Chapters 1-7 Analysis

At the beginning of the story, Claire is Feeling Left Behind in her friendship with Casley. The two of them have grown distant since Casley became friends with Emily. Casley is now more interested in makeup than science, and she does not ask Claire to hang out as often. At Claire’s age, shifting friendships are common and can be devastating. The narrative implies that being interested in makeup is more grown up than being interested in science: Casley is ready to move on into adulthood, but Claire is not. This section of the novel also sets up Claire’s character flaws in order to make her relatable and allow for her character’s emotional development arc. A main flaw is that she does not like to tell people—even close family—when something is wrong: She does not tell her father that she is scared on the tour, instead claiming to be motion sick. The story shows that her ability to maintain relationships and avoid feeling left out is impacted as she is not able to let people in or talk to them about her feelings. These tendencies foreshadow the development of supernatural elements that will force Claire to share her feelings and ask for help.

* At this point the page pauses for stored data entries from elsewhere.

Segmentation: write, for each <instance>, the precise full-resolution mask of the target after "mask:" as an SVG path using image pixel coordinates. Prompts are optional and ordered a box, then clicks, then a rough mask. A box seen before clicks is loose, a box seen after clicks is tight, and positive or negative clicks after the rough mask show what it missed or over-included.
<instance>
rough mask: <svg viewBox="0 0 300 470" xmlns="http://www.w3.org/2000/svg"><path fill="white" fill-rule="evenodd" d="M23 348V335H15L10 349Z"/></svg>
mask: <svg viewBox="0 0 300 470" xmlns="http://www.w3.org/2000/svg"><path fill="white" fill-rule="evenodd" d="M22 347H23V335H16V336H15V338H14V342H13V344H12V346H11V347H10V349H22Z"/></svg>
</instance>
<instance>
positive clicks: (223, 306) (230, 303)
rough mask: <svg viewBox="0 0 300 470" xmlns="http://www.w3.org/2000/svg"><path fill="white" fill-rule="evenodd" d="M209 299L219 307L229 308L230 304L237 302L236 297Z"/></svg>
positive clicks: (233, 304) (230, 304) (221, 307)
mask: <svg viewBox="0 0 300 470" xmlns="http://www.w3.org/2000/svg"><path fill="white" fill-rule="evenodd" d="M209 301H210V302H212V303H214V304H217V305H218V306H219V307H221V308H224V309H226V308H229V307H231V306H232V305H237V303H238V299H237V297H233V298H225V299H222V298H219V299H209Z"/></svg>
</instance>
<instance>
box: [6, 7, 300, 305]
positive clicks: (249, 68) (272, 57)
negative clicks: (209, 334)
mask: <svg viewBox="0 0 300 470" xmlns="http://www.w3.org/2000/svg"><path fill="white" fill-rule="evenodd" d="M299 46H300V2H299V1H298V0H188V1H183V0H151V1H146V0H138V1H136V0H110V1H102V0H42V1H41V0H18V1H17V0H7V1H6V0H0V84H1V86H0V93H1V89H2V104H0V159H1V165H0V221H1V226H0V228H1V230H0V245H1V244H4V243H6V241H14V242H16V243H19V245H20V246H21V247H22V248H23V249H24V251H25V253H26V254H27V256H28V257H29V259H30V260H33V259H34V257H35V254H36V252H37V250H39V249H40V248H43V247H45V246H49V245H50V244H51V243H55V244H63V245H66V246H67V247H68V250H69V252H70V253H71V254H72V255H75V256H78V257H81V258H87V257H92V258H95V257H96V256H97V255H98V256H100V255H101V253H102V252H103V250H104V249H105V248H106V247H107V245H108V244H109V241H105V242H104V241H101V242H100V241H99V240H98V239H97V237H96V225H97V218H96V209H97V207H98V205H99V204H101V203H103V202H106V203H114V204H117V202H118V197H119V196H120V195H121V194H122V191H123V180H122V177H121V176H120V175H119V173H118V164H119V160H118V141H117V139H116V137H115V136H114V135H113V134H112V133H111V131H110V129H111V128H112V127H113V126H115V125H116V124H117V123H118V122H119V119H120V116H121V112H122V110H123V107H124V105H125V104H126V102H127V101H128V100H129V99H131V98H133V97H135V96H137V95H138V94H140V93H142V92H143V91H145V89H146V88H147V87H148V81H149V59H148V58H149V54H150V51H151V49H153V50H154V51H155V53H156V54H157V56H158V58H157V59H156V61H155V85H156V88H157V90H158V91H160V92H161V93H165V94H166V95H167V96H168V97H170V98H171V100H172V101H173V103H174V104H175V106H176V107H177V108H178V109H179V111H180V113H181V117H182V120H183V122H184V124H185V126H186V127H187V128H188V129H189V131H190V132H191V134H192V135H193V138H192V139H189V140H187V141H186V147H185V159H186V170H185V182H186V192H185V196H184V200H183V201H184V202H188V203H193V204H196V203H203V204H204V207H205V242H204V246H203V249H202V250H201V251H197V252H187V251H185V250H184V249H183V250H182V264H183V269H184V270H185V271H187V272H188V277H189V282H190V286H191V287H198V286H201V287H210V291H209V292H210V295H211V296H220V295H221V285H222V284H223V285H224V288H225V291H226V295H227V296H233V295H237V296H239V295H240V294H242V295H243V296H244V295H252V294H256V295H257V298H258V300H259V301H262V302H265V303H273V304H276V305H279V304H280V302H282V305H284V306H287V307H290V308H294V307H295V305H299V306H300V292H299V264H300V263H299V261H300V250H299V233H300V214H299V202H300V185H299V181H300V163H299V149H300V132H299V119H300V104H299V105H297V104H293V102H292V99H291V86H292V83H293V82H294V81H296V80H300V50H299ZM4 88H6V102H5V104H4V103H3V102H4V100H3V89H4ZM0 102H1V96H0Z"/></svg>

Claire’s dad is interested in Uncovering the Real Story of Chicago, even if that means being open to the paranormal. Claire resents this interest and insists that paranormal stories are fake. Her disdain is increasingly revealed to be a cover for her fears, however. She is quick to make assumptions, deciding that ghosts are not real and that her friendship with Casley is over before she really has all of the information. Her thorough disinterest in the supernatural means that when her dad tells the tour about the sinking of the SS Eastland, she is not paying attention. This becomes significant later as this important information will come in handy in the following days when solving the mystery. This means that the reader will know more than Claire, creating dramatic irony and making her actions a teachable moment. Although Claire is not always as open as she might be to discovering the truth, she is interested in science. That means that she enjoys figuring things out, and she knows how to do research and parse evidence. These skills will serve her well as the novel’s central mystery unfolds, especially as her supernatural experiences will encourage her to rethink her attitude to things that she considers “unscientific.”

These chapters show that Claire has formed her own strategies for Overcoming Fear and that these make her relatable to the middle-grade reader. When she has to walk down the alley beside her house, she counts to keep herself calm. When her father’s ghost stories start to scare her, she tells herself that ghosts are not real. In short, she does her best to ignore or deny anything that really scares her instead of facing her fears directly. On a more mundane level, Claire also has to work on overcoming her social fears. She worries that she will be teased because of her dad’s job, and she is especially concerned that her crush will think badly of her for working on the spirit bus. Such social fears are common for 12-year-olds, and the book here touches on common worries of self-esteem, social acceptance, and peer pressure, even though these are unfounded.

The real historical context of the novel is largely provided in this section by Claire’s dad’s deliberately lurid description of past disasters. This creates a supernatural atmosphere and also sets up a number of red herrings for the mystery plot. For instance, the Iroquois Theater Fire was a real disaster but is actually a red herring. It is not related to the haunting that Claire experiences. The real disaster killed 602 people and heralded a new era of fire safety measures. Many people died because the theater had only a few poorly marked exits, no sprinklers, a confusing layout, and inadequate fire extinguishers. These details are part of the book’s educational method of imparting cultural and historical information to the reader in a subtle and fun way.